I have a table like the following but approximately 7 million rows. What I am trying to find out is how many cases is each user working on simultaneously? I would like to groupby the username and then get an average count of how many references are open concurrently between the two times.

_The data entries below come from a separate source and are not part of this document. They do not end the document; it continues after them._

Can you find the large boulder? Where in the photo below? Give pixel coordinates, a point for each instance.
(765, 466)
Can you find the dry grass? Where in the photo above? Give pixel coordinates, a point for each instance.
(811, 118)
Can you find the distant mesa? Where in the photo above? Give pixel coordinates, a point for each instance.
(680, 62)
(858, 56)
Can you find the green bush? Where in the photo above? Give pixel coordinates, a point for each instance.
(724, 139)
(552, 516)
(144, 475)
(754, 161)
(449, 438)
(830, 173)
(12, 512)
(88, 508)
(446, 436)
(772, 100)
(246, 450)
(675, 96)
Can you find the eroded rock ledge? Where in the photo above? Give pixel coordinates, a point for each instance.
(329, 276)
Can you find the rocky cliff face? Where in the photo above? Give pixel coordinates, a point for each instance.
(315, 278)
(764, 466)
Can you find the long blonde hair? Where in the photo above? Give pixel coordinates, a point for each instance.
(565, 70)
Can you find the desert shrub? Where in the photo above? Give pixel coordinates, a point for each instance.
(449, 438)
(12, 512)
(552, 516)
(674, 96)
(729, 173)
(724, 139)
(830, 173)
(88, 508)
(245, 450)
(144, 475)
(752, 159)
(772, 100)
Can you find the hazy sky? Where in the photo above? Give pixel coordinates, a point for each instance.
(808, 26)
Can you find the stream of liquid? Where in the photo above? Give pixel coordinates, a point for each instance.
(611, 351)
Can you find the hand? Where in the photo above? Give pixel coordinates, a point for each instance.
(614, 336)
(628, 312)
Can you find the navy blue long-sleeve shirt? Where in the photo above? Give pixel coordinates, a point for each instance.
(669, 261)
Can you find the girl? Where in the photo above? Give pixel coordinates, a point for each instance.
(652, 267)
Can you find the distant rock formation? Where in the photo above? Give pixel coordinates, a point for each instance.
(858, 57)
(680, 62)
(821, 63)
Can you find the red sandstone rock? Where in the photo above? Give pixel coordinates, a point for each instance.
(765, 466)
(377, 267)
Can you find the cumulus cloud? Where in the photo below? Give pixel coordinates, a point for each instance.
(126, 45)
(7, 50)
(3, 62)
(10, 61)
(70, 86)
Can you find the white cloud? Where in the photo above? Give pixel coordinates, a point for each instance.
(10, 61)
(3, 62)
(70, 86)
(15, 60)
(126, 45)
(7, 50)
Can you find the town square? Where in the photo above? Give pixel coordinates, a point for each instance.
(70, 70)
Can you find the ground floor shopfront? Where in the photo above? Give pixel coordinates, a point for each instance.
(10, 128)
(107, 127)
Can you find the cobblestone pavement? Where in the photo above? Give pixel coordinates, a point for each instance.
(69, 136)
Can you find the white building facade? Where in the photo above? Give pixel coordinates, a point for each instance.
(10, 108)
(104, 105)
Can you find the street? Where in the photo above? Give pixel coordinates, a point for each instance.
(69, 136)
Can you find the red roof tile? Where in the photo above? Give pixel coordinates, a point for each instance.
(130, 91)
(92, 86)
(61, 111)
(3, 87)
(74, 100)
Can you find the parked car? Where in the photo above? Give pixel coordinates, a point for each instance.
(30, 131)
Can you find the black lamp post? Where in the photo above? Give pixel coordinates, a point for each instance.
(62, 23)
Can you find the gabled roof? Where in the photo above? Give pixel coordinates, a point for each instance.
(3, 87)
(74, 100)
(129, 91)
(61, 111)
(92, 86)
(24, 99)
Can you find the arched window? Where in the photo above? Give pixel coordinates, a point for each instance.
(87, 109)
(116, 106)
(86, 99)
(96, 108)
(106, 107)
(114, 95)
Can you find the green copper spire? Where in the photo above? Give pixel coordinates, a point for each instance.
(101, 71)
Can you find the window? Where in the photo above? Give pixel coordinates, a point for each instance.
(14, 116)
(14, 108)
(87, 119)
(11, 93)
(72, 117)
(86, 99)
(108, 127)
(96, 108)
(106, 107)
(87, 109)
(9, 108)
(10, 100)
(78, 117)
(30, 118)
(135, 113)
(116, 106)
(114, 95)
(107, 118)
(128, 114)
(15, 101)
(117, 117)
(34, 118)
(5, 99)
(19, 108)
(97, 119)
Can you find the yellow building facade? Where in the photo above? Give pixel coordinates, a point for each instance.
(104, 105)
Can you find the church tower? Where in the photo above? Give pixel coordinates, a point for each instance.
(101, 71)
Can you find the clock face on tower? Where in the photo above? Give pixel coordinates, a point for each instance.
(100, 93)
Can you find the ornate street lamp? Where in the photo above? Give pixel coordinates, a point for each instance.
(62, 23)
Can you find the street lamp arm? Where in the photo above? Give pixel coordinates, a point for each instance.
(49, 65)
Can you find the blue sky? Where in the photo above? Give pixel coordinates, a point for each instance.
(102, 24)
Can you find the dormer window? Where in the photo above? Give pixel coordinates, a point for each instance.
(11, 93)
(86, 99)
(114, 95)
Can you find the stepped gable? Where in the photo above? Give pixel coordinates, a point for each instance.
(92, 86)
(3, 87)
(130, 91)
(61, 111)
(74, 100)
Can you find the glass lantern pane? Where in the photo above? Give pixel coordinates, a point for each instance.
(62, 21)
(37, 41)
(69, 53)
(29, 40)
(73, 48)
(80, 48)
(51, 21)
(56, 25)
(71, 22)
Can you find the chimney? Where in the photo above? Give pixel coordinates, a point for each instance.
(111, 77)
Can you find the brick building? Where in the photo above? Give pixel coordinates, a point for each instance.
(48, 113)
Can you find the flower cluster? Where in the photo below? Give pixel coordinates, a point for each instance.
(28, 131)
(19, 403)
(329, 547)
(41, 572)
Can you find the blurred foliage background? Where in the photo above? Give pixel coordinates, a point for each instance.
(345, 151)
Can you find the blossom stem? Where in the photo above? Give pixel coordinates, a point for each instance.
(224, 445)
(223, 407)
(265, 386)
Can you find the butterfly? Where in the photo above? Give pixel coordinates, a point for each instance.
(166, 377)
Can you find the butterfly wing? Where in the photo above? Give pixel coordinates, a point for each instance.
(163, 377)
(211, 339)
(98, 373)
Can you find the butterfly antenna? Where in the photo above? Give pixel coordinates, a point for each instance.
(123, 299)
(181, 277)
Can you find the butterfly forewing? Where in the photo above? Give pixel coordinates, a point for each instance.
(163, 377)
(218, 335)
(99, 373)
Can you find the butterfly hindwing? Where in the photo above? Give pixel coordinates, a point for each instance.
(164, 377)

Reference starttime stoptime Username
1 2020-07-28 06:41:56.000 2020-07-28 07:11:25.000 Arthur
2 2020-07-18 13:24:02.000 2020-07-18 13:38:42.000 Arthur
3 2020-07-03 09:27:03.000 2020-07-03 10:35:24.000 Arthur
4 2020-07-05 19:42:38.000 2020-07-05 20:07:52.000 Bob
5 2020-07-04 10:22:48.000 2020-07-04 10:24:32.000 Bob

Any ideas?

rdr101
  • 1
  • What part are you having trouble with? – wwii Feb 18 '21 at 15:07
  • Does [Efficient date range overlap calculation in python?](https://stackoverflow.com/questions/9044084/efficient-date-range-overlap-calculation-in-python) answer your question? Or [Determine Whether Two Date Ranges Overlap](https://stackoverflow.com/questions/325933/determine-whether-two-date-ranges-overlap), [Algorithm to detect overlapping periods](https://stackoverflow.com/questions/13513932/algorithm-to-detect-overlapping-periods), [How to find rows with overlapping date ranges?](https://stackoverflow.com/questions/44288858/how-to-find-rows-with-overlapping-date-ranges) – wwii Feb 18 '21 at 15:15
  • More Pandas: [Efficiently finding overlap between many date ranges](https://stackoverflow.com/questions/35266424/efficiently-finding-overlap-between-many-date-ranges), – wwii Feb 18 '21 at 15:22

2 Answers2

0

Someone asked a similar question just yesterday so here it is:

ends = df['starttime'].values < df['endtime'].values[:, None]
starts = df['starttime'].values > df['starttime'].values[:, None]
same_name = (df['Username'].values == df['Username'].values[:, None])

# check for rows where all three conditions are met
# count the nubmer of matches by sum across axis=1 !!!
df['overlap'] = (ends & starts & same_name).sum(1)

df

To answer your final question for the mean value you would then run:

df['overlap'].mean()
Matt
  • 1,196
  • 1
  • 9
  • 22
0

I would use Pandas groupby function as you suggested in your tag already, by username. Let me describe the general workflow below per grouped user:

  • Collect all start times and stop times as 'moments of change in activities'.
  • Loop over all of them in your grouped dataframe
  • Use e.g. Pandas.DataFrame.loc to check how many cases are 'active' at moments of changes.
  • Save these in a list to compute the average count of cases

I don't have your code, but in pseudo-code it would look something like:

df = ...  # your raw df
grouped = df.groupby(by='Username')

for user, user_df in grouped:
    cases = []
    user_starts_cases = user_df['starttime'].to_numpy()
    user_stops_cases = user_df['stoptime'].to_numpy()
    times_of_activity_changes = np.concatenate(user_starts_cases, user_stops_cases)
    
    for xs in times_of_activity_changes:
        num_activities = len(user_df.loc[(user_df['starttime'] <= xs) & (user_df['stoptime'] >= xs)])  # mind the brackets
        active_cases.append(num_activities)
    
    print(sum(active_cases)/len(active_cases))

It depends a bit what you would call 'on average' but with this you could sample the amount of active cases at the times of your interest and compute an average.